Pourquoi évo­quer ce con­flit dans ce doc­u­men­taire ? Les édi­to­ri­al­istes des chaînes « de la haine » voudraient assim­i­l­er les maghrébins et musul­mans de France au Hamas. Une sim­ple inter­pré­ta­tion finale­ment. Autre objec­tif, selon le doc­u­men­taire, atta­quer la gauche, c’est-à-dire de son point de vue LFI et les écol­o­gistes. Pourquoi ? Car cette gauche accuse les médias en ques­tion d’avoir « un biais pro israélien ». L’idée serait de « dis­créditer LFI en ten­tant de faire croire que ce par­ti serait anti­sémite ». Pour le coup, l’antisionisme de gauche, lequel n’est pas nou­veau, est par­fois aus­si un anti­sémitisme de gauche. Par exem­ple par la réac­tion de LFI suite au 7 octo­bre, atténu­ant l’attaque du Hamas, quand les respon­s­ables de LFI ont refusé de qual­i­fi­er le Hamas de ter­ror­iste. Pour le doc­u­men­taire, le prob­lème n’est pas dans le fait que LFI puisse être anti­sémite mais que « les médias de haine » s’attaquent à LFI.

« Fas­ci­na­tion pour le maréchal Pétain, haine des com­mu­nistes, détes­ta­tion des étrangers, la dérive actuelle des médias des mil­liar­daires rap­pelle celle de l’entre-deux guer­res, quand la grande presse indus­trielle avait bas­culé en faveur du nazisme ». Ceci pronon­cé avec « Maréchal nous voilà » en fond sonore. Off-Inves­ti­ga­tion ne fait pas dans la dentelle.

Quatrième thème en forme de conclusion/Médias de la haine : reporter contre la haine

La qua­trième par­tie com­mence par la demande faite par Reporters Sans Fron­tières en 2022 de « con­trôler que CNews respecte ses oblig­a­tions de plu­ral­isme ». Il n’y aurait pas de plu­ral­isme car tout le monde aurait les mêmes opin­ions sur ces chaînes de télévi­sion.

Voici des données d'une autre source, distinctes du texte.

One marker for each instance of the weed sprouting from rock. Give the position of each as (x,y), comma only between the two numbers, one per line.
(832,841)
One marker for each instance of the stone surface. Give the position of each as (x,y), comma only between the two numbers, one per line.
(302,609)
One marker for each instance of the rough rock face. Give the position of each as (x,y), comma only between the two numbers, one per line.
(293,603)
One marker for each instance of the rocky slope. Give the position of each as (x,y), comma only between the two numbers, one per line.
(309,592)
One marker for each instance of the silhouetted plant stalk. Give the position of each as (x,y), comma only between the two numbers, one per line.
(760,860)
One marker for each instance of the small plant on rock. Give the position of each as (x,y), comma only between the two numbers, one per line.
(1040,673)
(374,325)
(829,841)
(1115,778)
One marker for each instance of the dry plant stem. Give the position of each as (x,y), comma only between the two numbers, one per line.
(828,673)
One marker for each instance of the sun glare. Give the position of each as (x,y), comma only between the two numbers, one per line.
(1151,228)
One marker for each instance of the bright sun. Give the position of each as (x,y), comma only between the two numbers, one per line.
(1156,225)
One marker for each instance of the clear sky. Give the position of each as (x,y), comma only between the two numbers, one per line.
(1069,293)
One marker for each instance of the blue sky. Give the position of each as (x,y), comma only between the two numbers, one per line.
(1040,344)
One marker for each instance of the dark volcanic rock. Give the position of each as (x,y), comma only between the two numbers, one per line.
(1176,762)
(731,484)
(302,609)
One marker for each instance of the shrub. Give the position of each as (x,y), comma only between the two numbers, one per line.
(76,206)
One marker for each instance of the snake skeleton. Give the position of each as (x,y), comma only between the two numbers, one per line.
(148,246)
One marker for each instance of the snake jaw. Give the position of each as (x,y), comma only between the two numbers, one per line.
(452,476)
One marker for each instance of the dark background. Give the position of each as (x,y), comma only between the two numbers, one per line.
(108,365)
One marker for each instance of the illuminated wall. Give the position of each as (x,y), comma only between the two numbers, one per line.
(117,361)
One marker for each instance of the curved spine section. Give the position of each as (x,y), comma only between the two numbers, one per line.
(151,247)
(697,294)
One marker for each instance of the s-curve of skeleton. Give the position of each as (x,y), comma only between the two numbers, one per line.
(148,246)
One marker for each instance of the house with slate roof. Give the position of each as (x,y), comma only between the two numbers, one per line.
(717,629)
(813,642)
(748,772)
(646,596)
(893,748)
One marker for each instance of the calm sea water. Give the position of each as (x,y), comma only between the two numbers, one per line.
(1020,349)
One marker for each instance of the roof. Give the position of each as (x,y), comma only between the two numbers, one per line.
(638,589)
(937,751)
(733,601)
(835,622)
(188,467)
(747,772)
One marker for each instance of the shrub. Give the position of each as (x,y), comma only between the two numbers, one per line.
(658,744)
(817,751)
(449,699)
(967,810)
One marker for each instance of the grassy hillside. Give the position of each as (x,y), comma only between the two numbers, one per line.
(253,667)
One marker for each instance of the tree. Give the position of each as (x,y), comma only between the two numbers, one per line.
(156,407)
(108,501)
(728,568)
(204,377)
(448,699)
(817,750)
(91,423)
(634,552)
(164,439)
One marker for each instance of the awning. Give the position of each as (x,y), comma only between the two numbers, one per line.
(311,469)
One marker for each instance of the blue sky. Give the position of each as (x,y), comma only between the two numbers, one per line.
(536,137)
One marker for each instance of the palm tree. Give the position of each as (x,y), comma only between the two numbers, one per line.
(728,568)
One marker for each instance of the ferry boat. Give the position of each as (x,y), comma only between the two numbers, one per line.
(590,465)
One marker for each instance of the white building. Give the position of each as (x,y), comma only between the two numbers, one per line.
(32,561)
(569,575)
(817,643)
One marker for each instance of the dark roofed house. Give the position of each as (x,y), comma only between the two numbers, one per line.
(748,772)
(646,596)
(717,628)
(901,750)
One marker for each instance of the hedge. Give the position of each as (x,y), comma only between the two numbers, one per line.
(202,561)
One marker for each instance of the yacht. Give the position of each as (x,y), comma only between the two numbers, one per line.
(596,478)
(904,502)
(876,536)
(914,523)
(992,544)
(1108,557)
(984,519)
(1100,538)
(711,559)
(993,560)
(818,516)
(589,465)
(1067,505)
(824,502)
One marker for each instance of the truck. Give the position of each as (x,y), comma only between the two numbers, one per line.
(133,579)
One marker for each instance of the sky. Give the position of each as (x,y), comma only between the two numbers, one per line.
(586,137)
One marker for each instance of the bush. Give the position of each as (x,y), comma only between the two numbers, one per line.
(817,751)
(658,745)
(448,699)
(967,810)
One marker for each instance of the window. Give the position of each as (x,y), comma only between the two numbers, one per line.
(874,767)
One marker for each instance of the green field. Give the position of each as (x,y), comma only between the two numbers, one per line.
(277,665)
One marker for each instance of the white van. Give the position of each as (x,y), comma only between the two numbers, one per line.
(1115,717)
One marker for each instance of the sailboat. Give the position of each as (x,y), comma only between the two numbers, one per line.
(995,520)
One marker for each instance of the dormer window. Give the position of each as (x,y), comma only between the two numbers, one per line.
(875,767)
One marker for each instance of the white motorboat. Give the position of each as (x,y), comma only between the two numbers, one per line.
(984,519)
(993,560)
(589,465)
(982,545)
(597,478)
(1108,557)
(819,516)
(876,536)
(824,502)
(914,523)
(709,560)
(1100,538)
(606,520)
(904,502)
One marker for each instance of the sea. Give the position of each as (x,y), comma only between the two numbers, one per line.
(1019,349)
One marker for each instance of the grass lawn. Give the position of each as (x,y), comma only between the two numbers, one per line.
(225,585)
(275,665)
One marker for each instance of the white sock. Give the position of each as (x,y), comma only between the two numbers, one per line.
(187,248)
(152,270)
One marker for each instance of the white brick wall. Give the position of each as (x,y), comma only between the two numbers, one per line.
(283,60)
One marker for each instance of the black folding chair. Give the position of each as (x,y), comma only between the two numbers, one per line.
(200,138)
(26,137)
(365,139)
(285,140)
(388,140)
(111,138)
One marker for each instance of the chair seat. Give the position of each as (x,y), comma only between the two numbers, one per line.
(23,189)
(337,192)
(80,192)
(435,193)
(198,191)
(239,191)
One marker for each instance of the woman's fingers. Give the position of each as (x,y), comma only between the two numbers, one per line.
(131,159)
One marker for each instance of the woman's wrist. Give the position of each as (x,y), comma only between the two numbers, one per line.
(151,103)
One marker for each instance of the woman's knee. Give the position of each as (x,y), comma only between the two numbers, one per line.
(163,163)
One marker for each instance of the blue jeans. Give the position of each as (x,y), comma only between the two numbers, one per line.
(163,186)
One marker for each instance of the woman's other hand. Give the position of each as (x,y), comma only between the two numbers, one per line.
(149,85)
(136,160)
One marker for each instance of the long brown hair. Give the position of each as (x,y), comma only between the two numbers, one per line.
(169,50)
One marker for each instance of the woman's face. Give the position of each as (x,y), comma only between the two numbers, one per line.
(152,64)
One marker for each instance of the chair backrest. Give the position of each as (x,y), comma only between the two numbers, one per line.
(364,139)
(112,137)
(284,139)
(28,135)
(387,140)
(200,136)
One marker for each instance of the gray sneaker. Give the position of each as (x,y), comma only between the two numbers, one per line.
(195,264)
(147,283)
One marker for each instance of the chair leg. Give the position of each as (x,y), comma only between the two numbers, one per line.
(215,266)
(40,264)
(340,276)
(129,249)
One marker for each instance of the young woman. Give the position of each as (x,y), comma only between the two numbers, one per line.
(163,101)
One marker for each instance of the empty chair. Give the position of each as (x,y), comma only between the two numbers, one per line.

Le doc­u­men­taire rend alors compte de l’arrêté du Con­seil d’Etat du 13 févri­er 2024 deman­dant aux médias de pren­dre en compte les opin­ions poli­tiques de leurs jour­nal­istes et chroniqueurs, pas seule­ment des hommes poli­tiques invités. Mon­sieur Deloire, patron de RSF, est invité sur CNews. Il ne sem­ble pas com­pren­dre ce que Pas­cal Praud dit : il invite des per­son­nes de toutes les obé­di­ences mais les per­son­nes invitées ne veu­lent pas venir. Autrement dit, Pas­cal Praud mon­tre que c’est le refus de ses con­tra­dicteurs de venir débat­tre dans son émis­sion qui crée une sit­u­a­tion qui ne devrait pas exis­ter si ces con­tra­dicteurs accep­taient le débat démoc­ra­tique. Mais pour le doc­u­men­taire, les choses sont plus sim­ples : Bol­loré attaque RSF par tous les moyens pos­si­bles et imaginables.

Con­clu­sion ? Un rac­cour­ci éton­nant, le doc­u­men­taire attaque les macro­nistes qui par­leraient main­tenant comme les « médias de la haine ». L’extrême-droite serait ain­si partout, même à l’extrême cen­tre libéral. Pour ter­min­er, l’Arcom a rejeté injuste­ment le dossier présen­té par Le Média, télévi­sion can­di­date à une chaîne de la TNT et très proche de LFI. Il y a donc la gauche, c’est-à-dire le vrai. Et le reste : Le Mal, avec majus­cules. Les dernières images du doc­u­men­taire ? Une foule, avec dra­peau rouge, poing levé, cri­ant « No Pasaran ».